The move would be expected to cost drinkers an additional £700m a year .
However, the extra tax revenue could go to the NHS.
Minimum pricing has the biggest impact on the cheapest and strongest drinks and earlier this month a group of leading academics and health experts claimed the move would save thousands of lives.
Scotland’s administration is pushing through legislation for a minimum unit price, though Health Secretary Nicola Sturgeon admits it is “almost certain” to meet a legal challenge under Scottish law.
Westminster Health Secretary Andrew Lansley has previously warned that such a move would not meet European competition rules.
That viewed has been echoed by the Business department but the Prime Minister favours a radical “big bang” approach, according to Whitehall sources.
One has said: “The Prime Minister has decided that when it comes to alcohol, something pretty radical now has to be done and he is keen on the minimum price. It is complicated how this can be delivered, particularly under European law, but it is clear that the voluntary approach has not worked.”

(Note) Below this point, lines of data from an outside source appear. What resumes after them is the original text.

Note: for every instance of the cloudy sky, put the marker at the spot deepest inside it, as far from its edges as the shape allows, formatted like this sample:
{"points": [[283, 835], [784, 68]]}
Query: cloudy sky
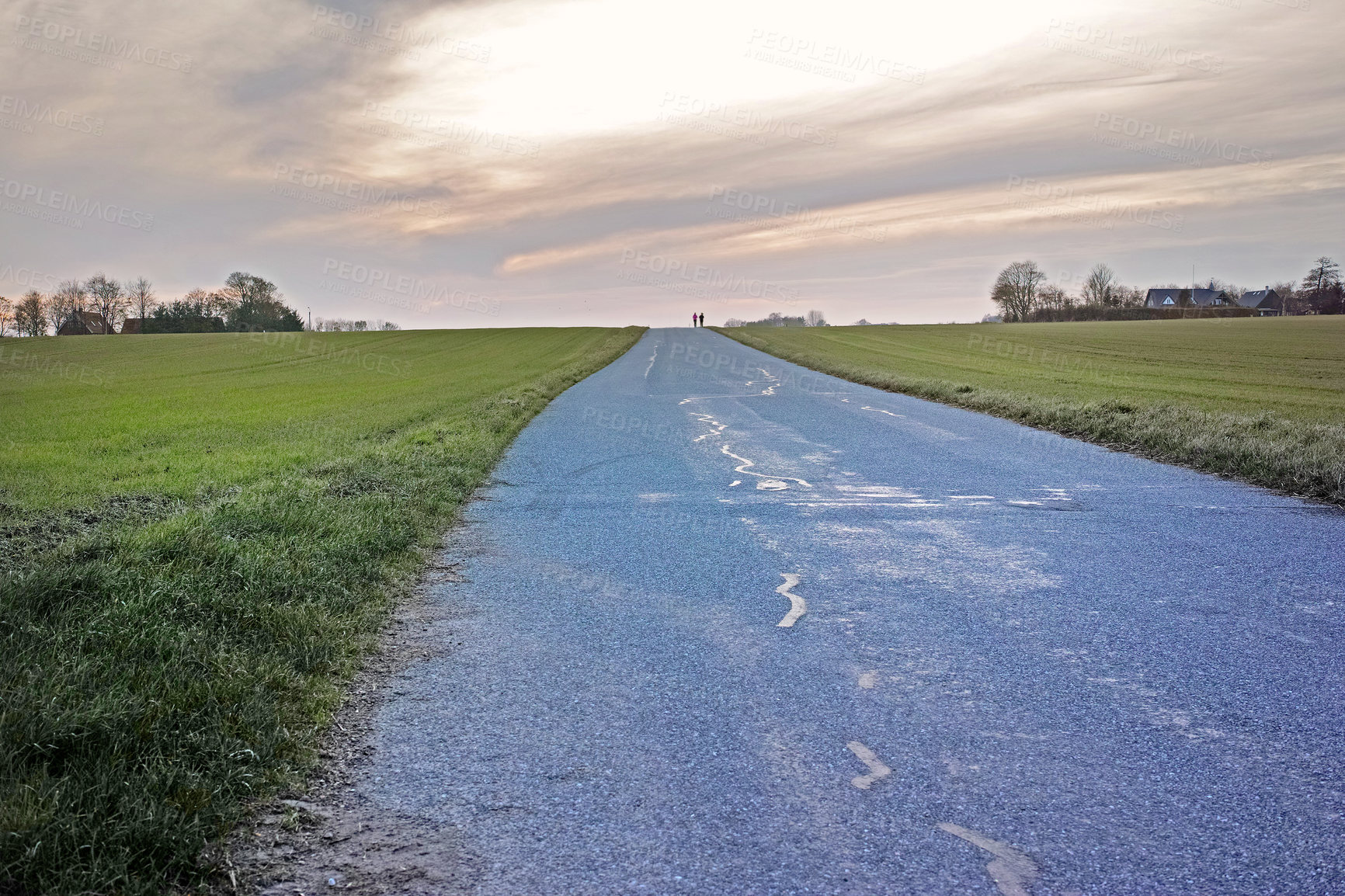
{"points": [[613, 161]]}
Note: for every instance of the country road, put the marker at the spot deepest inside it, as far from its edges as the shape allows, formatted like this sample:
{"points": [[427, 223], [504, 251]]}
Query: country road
{"points": [[729, 626]]}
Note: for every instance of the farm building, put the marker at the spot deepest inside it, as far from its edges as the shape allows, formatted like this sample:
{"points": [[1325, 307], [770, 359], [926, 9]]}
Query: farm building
{"points": [[1170, 297], [84, 323], [1266, 301]]}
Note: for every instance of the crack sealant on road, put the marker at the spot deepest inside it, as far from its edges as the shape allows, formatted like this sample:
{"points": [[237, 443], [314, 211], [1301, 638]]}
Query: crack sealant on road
{"points": [[797, 604]]}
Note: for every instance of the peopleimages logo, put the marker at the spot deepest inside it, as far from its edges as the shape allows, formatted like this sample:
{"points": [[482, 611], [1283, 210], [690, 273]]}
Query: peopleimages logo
{"points": [[1179, 139], [101, 43], [1131, 50], [34, 112], [707, 276], [360, 191], [70, 203], [411, 287], [1049, 198], [400, 33], [742, 205]]}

A Government spokesman said: “The Government will continue to review all available evidence. Our alcohol strategy, which we will set out shortly, will outline what further steps we are taking to tackle this problem. No decisions have been made.”
The availability of increasingly cheap alcohol from High Street outlets is seen as a problem for the health service, which has had to cope with the results of increased binge drinking and also the licenced trade, which has seen reduced custom through revellers drinking at home before a night out.